Filter out non-target ASVs

 #!/usr/bin/env Rscript
 # This is R script.

 ### Filter taxonomy table, ASV table and ASVs fasta file to exclude non-target ASVs

 # specify input tables and fasta file
 taxonomy_table = "taxonomy.csv"          # csv file
 ASV_table = "ASVs_table_TagJumpFilt.txt" # tab-delimited file
 ASV_fasta = "ASVs.fasta"                 # FASTA file
 #----------------------------------------------------------#

 library(dplyr)
 library(readr)

 # load the taxonomy and ASV table
 taxonomy = read.csv(taxonomy_table, header = TRUE)
 ASV_table = read_tsv(ASV_table)

 # make sure that the first column header is "ASV"
 if (colnames(taxonomy)[1] != "ASV") {
   colnames(taxonomy)[1] = "ASV"
 }
 if (colnames(ASV_table)[1] != "ASV") {
   colnames(ASV_table)[1] = "ASV"
 }

 # double-check that all Kingdom level classifications are "Bacteria" or "Archaea"
 # change tax level and tax_group as needed
 tax_level = "Kingdom"
 tax_group = "Bacteria|Archaea"
 target_taxonomy = taxonomy %>%
   filter(grepl(tax_group, .[[tax_level]]))

 # summary
 if (nrow(taxonomy) - nrow(target_taxonomy) == 0) {
   cat("\n All",tax_level, "level classifications are Bacteria|Archaea \n\n")
 } else {
   cat("\n", nrow(taxonomy) - nrow(target_taxonomy), "non", tax_group, "ASVs removed\n\n")
 }

 ## filter "Chloroplast|Mitochondria"
 # a function to check for the presence of "Chloroplast" or "Mitochondria"
 # in any column in taxonomy
 chloroplast_or_mitochondria = function(row) {
   any(grepl("Chloroplast|Mitochondria", row))
 }

 # filter out rows that contain Chloroplast or Mitochondria
 filtered_taxonomy = target_taxonomy %>%
   filter(!apply(., 1, chloroplast_or_mitochondria))

 # summary
 if (nrow(target_taxonomy) - nrow(filtered_taxonomy) == 0) {
   cat("\n None of the target_taxonomy ASVs were classified as Chloroplast|Mitochondria \n\n")
 } else {
   cat("\n Removed", nrow(target_taxonomy) - nrow(filtered_taxonomy),
                             "Chloroplast|Mitochondria ASVs.\n\n")
 }

 # write the filtered taxonomy table to a new file
 write.csv(filtered_taxonomy, "filtered_taxonomy.csv", row.names = FALSE)
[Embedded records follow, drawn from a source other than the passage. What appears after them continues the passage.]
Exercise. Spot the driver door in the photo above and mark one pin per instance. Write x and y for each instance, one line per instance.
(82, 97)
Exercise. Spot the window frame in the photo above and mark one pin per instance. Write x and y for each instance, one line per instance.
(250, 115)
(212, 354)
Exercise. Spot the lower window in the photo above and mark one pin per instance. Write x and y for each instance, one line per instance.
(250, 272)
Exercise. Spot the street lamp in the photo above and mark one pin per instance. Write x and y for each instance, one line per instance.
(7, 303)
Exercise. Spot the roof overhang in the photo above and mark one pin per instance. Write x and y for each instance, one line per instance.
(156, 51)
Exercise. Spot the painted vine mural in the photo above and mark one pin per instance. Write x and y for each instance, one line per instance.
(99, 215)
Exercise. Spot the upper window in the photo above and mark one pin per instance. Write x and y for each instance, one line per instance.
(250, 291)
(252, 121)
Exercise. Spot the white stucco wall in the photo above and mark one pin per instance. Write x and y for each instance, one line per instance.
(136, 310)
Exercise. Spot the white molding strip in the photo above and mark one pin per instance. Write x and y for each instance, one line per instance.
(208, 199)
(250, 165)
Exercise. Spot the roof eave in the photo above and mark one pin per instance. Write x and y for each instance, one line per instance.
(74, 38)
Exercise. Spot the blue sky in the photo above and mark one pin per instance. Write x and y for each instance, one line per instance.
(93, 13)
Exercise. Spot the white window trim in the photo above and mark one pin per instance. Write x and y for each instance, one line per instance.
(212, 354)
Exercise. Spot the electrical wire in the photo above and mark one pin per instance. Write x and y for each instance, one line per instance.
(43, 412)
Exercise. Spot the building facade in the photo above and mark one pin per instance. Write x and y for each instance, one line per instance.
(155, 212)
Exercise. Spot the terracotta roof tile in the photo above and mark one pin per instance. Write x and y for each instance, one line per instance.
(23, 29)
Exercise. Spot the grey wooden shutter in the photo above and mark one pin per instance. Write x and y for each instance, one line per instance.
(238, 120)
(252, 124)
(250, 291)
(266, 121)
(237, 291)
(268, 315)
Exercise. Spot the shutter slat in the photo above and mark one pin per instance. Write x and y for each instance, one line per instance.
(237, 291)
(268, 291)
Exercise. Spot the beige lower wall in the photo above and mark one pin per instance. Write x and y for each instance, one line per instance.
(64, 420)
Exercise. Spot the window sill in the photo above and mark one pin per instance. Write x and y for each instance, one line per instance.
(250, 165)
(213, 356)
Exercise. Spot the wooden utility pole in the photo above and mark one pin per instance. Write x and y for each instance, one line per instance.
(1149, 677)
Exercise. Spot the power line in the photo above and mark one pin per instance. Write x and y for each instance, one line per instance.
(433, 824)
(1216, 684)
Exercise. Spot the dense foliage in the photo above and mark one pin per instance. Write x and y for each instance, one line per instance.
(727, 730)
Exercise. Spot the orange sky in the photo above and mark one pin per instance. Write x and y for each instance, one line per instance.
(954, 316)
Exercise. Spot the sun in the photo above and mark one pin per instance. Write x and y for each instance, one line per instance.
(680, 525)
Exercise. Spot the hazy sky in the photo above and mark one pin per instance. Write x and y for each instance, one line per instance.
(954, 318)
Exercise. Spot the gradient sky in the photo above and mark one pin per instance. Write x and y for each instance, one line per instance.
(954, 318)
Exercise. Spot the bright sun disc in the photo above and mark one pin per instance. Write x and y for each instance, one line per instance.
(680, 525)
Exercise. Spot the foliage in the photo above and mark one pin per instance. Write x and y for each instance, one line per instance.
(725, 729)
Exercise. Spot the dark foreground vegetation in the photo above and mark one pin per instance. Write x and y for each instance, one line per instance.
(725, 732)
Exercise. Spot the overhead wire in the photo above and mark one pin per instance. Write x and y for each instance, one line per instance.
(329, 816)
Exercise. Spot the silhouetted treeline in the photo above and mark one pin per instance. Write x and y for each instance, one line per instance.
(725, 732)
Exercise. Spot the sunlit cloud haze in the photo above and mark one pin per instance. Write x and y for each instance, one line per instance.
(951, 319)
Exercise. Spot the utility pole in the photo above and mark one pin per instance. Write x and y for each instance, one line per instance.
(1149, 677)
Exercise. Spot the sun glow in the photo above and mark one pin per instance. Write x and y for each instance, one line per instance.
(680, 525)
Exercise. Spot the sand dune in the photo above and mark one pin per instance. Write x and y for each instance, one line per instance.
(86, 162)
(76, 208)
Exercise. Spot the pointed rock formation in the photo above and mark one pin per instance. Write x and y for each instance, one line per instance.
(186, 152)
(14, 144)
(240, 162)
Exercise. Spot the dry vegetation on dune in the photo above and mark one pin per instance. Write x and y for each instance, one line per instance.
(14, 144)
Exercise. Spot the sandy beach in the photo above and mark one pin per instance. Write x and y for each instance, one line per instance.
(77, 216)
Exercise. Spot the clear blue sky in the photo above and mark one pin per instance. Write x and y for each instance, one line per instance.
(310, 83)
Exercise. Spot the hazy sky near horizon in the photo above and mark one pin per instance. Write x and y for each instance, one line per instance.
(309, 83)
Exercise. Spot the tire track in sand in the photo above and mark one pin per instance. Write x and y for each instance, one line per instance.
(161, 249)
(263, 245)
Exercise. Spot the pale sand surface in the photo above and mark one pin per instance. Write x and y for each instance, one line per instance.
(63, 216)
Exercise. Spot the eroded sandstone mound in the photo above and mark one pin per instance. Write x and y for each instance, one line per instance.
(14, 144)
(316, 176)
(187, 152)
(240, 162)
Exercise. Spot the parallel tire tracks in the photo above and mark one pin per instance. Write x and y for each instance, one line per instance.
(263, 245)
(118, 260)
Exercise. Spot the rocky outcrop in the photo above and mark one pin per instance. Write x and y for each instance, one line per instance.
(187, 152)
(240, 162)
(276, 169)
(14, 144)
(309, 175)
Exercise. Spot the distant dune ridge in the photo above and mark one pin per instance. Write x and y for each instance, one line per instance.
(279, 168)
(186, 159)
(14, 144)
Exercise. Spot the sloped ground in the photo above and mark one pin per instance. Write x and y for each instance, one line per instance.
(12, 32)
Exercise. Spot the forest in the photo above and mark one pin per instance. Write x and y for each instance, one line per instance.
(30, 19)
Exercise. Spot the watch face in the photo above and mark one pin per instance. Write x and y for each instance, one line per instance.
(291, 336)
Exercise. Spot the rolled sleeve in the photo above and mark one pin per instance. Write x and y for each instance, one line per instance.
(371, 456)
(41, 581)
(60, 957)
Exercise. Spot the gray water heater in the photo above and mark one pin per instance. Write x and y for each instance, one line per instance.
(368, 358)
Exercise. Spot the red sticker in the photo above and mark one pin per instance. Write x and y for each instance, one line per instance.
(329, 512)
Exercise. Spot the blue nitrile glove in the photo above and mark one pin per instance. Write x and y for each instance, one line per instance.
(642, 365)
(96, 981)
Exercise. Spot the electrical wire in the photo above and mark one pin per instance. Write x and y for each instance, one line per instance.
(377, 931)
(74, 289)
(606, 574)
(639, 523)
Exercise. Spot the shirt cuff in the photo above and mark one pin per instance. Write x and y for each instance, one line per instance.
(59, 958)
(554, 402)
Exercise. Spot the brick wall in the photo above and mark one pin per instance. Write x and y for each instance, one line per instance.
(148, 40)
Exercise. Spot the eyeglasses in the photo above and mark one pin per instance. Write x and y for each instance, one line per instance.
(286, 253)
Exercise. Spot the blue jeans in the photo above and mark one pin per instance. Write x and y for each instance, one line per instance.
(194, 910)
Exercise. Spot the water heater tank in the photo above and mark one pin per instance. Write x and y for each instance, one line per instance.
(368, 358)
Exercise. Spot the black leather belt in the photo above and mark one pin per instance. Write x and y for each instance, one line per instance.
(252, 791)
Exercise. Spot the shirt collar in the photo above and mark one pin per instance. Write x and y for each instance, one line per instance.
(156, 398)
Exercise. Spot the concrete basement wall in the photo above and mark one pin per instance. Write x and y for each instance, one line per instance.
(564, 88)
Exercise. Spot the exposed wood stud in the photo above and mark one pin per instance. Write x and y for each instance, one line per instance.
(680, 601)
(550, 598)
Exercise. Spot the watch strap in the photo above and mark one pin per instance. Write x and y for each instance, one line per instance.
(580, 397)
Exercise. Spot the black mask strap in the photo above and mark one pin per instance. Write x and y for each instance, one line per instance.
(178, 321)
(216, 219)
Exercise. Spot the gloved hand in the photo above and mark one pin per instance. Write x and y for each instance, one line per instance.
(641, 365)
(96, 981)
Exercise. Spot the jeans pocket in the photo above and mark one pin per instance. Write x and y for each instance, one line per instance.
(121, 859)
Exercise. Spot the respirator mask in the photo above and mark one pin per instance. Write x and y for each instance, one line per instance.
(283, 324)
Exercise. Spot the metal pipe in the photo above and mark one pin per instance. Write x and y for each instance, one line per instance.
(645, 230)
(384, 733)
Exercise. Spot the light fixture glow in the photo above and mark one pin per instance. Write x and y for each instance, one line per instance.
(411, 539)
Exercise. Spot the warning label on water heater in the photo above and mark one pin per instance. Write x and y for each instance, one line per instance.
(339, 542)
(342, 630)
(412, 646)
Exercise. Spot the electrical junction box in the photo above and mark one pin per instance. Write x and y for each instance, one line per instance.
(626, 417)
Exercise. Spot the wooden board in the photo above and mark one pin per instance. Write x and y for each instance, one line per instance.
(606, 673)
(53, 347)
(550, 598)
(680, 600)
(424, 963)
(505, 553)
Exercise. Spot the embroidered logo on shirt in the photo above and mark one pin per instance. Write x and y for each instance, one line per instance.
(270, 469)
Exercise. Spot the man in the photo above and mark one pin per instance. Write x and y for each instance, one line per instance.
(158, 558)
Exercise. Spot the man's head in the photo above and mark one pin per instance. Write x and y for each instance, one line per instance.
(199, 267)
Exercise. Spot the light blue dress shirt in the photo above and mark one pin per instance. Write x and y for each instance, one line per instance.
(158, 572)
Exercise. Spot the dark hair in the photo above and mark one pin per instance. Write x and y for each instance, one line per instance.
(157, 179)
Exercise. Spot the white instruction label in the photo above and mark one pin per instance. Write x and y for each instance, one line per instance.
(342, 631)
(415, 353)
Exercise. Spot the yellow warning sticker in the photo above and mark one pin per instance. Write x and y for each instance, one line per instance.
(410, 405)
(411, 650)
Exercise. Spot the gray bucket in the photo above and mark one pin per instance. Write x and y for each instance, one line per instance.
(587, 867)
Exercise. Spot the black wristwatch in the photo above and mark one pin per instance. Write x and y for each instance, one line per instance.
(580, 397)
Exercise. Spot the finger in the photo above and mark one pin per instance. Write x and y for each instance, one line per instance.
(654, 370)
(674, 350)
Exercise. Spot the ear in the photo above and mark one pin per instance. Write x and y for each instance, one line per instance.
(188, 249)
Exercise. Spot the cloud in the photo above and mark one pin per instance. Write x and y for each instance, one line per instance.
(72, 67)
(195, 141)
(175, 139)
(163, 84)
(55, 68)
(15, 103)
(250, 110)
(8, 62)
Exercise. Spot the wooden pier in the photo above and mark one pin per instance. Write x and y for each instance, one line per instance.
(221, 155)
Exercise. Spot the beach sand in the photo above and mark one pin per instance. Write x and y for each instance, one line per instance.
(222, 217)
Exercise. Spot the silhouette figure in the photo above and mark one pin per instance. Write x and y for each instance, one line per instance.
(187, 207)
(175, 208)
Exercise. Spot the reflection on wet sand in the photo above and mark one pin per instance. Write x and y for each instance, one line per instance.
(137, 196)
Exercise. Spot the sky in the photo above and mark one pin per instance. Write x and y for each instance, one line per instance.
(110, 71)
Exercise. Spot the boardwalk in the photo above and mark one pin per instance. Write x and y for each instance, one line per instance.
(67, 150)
 ### filter the ASV table ->
 # get the list of good ASVs
 good_ASVs = filtered_taxonomy$ASV

 # Filter the ASV table to keep only "good ASVs"
 filtered_ASV_table = ASV_table %>%
   filter(ASV %in% good_ASVs)

 # write the filtered ASV table to a new file
 write.table(filtered_ASV_table, "taxFiltered_ASV_table.txt",
             sep = "\t", quote = F, row.names = F)


 ## filter the ASVs.fasta
 library("seqinr")
 # read the FASTA file
 ASV_fasta = read.fasta(file = ASV_fasta,
                       seqtype = "DNA")

 # filter ASV_fasta to include only "good ASVs"
 filtered_ASV_fasta = ASV_fasta[names(ASV_fasta) %in% good_ASVs]

 # convert sequences to uppercase
 filtered_ASV_fasta = lapply(filtered_ASV_fasta, toupper)

 # write the filtered ASV fasta to a new file
 write.fasta(sequences = filtered_ASV_fasta,
             names = names(filtered_ASV_fasta),
             nbchar = 999,
             file.out = "taxFiltered_ASVs.fasta")

Final curated files

Now, final curated files are:

filtered_taxonomy.csv
taxFiltered_ASV_table.txt
taxFiltered_ASVs.fasta

Proceed with any relevant statistical analyses using the curated files.